Mais le fils survivant de Marina, Vadim (85 ans cette année) a raconté une autre histoire à la romancière. "Lui défend l'idée que ce n'était pas Marina, que c'était son mari, donc le père, qui était derrière la lame, qui a poignardé le premier officier. Et que Marina Chafroff s'est rendue pour endosser en fait la responsabilité de son mari."
Quant à savoir pourquoi si peu de monde connaît l'existence de Marina Chafroff, Myriam Leroy a sa petite idée : "D'abord le fait que c'était une femme et que les faits d'arme féminins ont été dépossédés de toute charge politique. A l'époque, non seulement le Parti Communiste ne s'est pas solidarisé de l'attaque de Marina, mais s'en est désolidarisé publiquement en disant que ce n'était pas un acte politique, que c'était un acte suicidaire, voire un crime passionnel.

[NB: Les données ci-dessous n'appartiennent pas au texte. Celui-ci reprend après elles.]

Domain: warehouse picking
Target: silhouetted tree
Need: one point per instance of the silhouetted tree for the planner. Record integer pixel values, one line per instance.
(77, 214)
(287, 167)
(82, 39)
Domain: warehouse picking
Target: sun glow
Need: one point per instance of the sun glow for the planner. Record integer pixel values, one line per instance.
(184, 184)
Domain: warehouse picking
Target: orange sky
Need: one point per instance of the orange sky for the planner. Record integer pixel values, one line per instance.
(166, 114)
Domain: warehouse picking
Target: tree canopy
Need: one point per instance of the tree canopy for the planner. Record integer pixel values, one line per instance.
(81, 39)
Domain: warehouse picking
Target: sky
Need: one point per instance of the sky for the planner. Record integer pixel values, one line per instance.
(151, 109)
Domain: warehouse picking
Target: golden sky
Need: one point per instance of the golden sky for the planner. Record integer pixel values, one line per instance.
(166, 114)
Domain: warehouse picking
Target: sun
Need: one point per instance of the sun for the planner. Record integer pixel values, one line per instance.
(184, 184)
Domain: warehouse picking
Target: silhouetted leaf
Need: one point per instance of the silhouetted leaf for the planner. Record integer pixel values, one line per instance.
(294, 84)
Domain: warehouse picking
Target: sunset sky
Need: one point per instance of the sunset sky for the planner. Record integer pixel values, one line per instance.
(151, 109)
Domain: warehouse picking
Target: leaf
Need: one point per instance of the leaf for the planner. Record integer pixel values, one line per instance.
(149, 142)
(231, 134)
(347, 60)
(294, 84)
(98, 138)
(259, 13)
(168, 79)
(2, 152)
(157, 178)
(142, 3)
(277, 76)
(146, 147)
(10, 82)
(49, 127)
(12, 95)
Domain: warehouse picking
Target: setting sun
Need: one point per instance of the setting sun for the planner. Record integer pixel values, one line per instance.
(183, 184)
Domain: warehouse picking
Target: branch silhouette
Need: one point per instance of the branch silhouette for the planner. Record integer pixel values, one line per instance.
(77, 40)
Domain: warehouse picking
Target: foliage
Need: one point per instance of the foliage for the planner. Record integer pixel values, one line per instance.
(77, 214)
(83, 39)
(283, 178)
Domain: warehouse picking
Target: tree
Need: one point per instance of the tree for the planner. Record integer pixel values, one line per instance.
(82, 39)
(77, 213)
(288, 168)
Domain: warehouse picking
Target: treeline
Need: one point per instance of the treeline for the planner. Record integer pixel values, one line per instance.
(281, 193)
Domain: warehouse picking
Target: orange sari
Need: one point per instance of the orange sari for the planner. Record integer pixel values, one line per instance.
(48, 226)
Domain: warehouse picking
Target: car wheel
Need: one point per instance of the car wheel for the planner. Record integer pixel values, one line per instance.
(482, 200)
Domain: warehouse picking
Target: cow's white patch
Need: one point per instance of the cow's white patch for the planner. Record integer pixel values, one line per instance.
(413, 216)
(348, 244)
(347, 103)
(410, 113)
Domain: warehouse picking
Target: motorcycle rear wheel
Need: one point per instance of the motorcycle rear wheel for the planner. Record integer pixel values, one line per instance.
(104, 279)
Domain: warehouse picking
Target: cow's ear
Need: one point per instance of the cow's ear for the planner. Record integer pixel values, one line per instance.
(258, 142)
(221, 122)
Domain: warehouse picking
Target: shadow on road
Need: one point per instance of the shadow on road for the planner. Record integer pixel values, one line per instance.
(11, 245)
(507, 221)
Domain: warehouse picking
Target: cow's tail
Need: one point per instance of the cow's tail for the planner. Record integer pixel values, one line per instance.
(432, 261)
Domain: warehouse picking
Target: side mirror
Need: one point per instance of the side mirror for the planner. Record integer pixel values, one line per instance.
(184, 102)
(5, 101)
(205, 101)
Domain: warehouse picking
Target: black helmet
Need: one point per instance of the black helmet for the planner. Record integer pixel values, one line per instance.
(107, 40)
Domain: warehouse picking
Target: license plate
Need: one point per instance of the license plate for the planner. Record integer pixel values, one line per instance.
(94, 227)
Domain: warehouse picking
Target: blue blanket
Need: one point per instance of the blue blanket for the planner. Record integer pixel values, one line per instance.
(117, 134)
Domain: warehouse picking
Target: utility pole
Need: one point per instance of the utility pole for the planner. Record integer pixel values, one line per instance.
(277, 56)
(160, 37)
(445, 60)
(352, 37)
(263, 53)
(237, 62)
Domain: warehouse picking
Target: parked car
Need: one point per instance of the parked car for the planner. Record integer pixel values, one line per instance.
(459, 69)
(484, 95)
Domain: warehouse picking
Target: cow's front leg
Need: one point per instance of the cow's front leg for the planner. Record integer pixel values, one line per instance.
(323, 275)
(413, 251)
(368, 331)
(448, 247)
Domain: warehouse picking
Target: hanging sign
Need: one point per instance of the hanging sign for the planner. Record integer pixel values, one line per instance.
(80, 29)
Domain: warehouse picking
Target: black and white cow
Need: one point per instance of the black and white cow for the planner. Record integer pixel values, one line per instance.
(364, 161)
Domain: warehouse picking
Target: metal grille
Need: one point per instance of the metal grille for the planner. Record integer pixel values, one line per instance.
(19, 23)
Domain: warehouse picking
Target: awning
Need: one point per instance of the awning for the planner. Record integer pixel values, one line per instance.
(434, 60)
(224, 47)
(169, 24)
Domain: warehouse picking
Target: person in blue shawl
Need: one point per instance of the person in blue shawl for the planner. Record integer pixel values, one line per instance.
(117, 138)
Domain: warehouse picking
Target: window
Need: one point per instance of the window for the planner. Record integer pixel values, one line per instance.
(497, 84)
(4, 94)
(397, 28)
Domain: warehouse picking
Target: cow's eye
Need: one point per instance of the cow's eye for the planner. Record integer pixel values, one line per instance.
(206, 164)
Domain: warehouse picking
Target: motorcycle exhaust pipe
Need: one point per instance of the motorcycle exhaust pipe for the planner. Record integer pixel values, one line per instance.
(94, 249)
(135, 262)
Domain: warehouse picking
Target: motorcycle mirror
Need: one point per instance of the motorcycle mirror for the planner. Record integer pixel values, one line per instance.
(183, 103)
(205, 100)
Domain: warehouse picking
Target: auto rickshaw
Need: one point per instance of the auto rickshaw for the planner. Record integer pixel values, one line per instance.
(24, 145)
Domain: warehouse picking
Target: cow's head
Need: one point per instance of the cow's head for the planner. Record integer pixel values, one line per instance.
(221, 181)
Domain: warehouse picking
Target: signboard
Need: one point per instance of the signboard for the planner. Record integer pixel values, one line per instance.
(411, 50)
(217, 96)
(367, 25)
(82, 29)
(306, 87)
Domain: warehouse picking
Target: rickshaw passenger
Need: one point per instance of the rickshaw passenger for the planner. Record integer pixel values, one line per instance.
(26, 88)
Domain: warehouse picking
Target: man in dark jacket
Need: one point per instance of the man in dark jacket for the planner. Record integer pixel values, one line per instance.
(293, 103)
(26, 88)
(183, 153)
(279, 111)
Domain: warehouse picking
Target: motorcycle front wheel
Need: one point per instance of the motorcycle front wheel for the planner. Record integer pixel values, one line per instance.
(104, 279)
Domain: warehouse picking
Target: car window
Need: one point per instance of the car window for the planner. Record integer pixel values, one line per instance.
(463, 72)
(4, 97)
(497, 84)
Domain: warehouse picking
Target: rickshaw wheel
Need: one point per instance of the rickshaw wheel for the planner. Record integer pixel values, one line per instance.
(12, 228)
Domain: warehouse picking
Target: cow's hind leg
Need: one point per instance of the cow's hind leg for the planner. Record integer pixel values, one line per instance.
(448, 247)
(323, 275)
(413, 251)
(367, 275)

Même son camp politique s'est désolidarisé d'elle. (...) Et puis, il y a eu le fait qu'elle était Russe en Belgique et qu'en Belgique, après la guerre, on a d'abord souhaité honorer des figures belges. Et donc, elle, quand son corps a été rapatrié en Belgique, il l'a été par la petite porte. Alors que normalement, les décapités devaient figurer en tête de proue - si je puis dire - des convois de rapatriement des cadavres.
Enfin, il y a le fait que c'était aussi une anomalie dans sa propre communauté puisqu'elle a commis un crime qui a été labellisé "rouge", "bolchevique", alors qu'elle est née dans une communauté de Russes blancs qui a dû fuir la Russie aux abords de la révolution (de 1917).